Warsaw
Page 9
It was not until Kleist had dipped into his records that he realised that the Corporal and once academic wunderkind were one in the same person. He had initially been interested in the Wehrmacht Corporal because of his popularity with his men and the humane in way he tried to interact with the Jews. Like Christian he had learned Polish. Corporal Abendroth first caught the Lieutenant's attention because, although approaching middle-age, he considered him a fine specimen of an Aryan man with an interesting, intelligent face. He possessed a certain natural authority, a quality the officer admired. When Christian eventually found the time to inspect his files he was intrigued to uncover why and how "Young Goethe" had become a school teacher for infants in some dung-filled backwater. And why was he but a lowly Corporal? He was far from being Nietzsche's superman now Christian Kleist ruminated to himself, slightly amused by Abendroth's apparent fall from grace.
Adam continued to follow Jessica and the superficial suitor - who were holding hands like a couple of cloying teenagers - through the sticky grey streets. His eyes were painfully fixed upon them as if Adam were glaring at a corpse. Seeing how well fed and dressed the ex-policeman was a few child-beggars disturbed him - those that had the energy to actively supplicate Duritz - but they were brushed away like flies, their claw-like hands still tickling the air as he rudely dismissed them.

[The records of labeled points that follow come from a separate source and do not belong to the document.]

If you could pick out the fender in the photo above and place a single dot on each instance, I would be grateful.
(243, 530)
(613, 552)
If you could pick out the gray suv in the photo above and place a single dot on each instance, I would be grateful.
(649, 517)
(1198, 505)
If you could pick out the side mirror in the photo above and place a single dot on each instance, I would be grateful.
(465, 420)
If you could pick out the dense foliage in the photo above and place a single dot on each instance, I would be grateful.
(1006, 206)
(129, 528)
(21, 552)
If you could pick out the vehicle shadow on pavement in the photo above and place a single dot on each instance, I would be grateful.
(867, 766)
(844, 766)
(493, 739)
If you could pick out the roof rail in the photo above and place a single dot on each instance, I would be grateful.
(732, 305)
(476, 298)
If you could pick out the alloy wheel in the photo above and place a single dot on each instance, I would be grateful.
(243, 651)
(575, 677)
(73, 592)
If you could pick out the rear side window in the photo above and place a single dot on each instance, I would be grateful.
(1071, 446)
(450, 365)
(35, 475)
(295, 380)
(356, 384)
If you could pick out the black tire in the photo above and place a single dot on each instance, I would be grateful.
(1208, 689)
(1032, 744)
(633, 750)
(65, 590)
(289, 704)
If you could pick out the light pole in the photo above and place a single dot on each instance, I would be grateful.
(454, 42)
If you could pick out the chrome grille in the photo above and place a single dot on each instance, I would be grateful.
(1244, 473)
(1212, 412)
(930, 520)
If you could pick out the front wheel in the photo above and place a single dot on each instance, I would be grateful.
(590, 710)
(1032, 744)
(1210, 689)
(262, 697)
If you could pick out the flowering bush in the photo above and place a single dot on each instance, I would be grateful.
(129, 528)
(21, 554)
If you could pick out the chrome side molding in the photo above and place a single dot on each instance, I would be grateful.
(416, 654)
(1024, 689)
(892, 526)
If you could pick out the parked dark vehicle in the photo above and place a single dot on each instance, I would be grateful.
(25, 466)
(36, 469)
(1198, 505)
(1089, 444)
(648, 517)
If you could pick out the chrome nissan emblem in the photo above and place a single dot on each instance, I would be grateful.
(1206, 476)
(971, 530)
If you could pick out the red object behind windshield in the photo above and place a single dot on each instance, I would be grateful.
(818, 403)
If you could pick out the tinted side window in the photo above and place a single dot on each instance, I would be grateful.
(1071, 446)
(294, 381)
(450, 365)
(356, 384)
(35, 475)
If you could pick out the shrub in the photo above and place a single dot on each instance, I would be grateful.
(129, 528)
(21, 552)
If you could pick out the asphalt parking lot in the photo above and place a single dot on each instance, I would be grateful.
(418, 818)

"God has given you one face, and you make yourselves another. You jig, you amble, and you lisp, and nickname God's creatures, and make your wantonness your ignorance," Duritz fervently muttered underneath his breath. His fall was felt all the more because of the high ideals and colourful plans he had so recently formed. The Jewish Princess was just the same, except that the flirt had now become a common whore. Now he understood how she had obtained the jobs and work cards. Rather than he using her the other month, Duritz fancied that had he not been used, manipulated, by her to get her own way? And was she not now playing with and offering herself to the fop Nelkin for something in return? Whereas once she had extracted her family's protection from Adam, wrung him clean, she had abandoned him – but Andrzej it still seemed had something to trade. Women were all the same, moths attracted to the brightest flames.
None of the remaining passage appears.